"Dinaaaaar bangun dong!!! ini udah jam sebelas siang Dinaaar," suara Mami sambil menggoncang tubuhku.
"Mi, ini hari Sabtu. Karyawan teladan kaya aku butuh hibernasi Mi," kataku sambil mengeratkan pelukan ke guling.
"Emangnya kamu beruang? Butuh hibernasi? Cepet bangun, atau Mami matiin listriknya biar kamu kepanasan," ancam Mami.

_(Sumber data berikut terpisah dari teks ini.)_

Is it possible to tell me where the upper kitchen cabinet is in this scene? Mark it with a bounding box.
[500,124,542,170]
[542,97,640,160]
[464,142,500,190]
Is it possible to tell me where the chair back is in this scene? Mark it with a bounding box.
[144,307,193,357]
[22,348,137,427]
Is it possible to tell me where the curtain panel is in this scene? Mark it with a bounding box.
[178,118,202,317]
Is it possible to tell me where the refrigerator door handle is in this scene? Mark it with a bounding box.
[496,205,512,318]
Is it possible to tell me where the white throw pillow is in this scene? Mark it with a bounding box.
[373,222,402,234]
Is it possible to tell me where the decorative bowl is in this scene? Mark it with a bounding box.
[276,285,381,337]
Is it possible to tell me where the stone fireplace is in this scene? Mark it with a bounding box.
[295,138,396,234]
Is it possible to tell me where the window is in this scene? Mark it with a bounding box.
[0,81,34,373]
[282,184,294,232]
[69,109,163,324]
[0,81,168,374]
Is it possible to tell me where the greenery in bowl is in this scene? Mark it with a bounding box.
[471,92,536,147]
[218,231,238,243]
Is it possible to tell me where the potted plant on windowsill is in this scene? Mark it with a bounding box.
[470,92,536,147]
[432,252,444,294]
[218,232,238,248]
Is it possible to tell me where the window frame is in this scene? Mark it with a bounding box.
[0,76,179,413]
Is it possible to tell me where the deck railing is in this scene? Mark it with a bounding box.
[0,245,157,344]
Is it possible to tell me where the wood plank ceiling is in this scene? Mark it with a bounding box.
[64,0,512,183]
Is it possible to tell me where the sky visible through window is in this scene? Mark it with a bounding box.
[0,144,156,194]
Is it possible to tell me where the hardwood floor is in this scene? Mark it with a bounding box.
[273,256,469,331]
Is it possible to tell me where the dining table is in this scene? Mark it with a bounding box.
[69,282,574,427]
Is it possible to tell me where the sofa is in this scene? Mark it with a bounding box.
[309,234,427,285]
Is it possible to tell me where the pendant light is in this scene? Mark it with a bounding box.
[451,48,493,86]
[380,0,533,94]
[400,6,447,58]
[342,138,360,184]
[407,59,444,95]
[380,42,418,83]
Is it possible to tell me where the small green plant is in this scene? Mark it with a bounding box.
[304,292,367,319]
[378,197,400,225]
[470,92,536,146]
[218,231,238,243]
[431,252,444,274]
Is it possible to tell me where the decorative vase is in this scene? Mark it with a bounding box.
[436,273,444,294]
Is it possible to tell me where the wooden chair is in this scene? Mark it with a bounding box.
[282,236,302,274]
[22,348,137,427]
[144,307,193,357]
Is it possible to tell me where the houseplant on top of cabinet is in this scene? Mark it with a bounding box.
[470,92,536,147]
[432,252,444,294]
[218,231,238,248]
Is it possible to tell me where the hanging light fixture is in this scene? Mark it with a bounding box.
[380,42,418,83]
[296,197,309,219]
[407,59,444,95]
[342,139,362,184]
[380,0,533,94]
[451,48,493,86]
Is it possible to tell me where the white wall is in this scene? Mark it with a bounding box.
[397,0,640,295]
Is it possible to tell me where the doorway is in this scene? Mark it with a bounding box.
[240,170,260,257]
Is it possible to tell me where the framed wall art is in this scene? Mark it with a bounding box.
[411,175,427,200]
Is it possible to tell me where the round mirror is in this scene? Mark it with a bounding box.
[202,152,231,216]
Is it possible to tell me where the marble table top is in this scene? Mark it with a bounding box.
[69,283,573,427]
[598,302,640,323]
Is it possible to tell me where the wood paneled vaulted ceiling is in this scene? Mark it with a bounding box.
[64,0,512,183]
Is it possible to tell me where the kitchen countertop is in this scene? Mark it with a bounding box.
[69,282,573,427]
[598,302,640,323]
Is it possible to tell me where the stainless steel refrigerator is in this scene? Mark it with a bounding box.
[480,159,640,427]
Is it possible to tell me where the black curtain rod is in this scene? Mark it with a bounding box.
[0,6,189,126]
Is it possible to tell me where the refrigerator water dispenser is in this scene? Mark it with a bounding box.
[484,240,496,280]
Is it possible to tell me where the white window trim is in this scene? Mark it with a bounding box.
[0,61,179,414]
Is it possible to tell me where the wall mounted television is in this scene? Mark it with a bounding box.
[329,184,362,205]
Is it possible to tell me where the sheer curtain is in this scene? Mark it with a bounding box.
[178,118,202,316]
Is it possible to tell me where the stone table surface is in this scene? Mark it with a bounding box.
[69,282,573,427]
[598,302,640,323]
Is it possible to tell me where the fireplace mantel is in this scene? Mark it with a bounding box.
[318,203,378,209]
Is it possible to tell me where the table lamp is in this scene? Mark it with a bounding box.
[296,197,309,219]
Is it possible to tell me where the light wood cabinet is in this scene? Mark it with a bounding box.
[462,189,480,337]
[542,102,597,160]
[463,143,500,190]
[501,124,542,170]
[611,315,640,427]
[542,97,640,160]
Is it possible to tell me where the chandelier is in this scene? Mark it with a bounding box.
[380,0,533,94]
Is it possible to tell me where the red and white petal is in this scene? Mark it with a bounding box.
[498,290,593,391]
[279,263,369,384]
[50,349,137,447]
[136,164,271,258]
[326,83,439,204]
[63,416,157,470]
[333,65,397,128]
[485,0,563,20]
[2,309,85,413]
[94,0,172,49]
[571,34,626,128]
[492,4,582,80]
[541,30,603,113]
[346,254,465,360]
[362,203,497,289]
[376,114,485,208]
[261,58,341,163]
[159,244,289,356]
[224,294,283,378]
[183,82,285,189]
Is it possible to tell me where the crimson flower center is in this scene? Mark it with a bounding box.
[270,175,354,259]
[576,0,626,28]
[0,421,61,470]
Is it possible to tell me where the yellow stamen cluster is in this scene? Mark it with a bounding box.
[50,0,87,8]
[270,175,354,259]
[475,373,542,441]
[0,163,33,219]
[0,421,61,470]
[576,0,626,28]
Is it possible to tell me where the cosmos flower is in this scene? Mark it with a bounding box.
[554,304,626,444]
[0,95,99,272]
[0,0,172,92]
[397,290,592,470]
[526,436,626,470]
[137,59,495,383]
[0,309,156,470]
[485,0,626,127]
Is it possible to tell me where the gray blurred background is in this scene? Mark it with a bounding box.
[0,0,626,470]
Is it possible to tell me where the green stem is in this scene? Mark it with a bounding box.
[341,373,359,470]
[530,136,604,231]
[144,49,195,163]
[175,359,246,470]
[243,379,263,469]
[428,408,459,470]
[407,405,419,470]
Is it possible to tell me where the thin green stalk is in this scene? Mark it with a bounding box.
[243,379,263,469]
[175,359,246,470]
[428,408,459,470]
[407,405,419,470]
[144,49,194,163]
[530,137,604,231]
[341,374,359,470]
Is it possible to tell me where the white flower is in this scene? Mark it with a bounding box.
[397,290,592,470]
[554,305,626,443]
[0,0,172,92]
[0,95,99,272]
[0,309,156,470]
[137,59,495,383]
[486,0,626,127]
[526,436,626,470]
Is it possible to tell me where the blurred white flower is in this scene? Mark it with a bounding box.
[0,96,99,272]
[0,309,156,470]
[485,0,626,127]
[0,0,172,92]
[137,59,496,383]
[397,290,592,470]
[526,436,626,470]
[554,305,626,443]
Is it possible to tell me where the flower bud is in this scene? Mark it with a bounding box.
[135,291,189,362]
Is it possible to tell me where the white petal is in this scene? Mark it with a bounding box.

Tidak tanggung-tanggung yang diancamnya matikan listrik bukan sekedar matikan AC. Mungkin Mami tahu kalau hanya matikan AC aku bisa bangun beberapa detik dan menyalakannya lagi. Sudah pasti lanjut tidur lagi.
Dengan berat hati aku harus meninggalkan my love-si kasur tercinta. Dengan wajah yang masih mengantuk aku langsung ambil air putih di dapur dan menenggaknya tentu saja mataku masih terpejam sampai aku ke dapur. Ini hidden talent yang kumiliki.
"Kalau minum ya duduk, hebat banget ya kamu masih merem gitu tahu gelas ada dimana."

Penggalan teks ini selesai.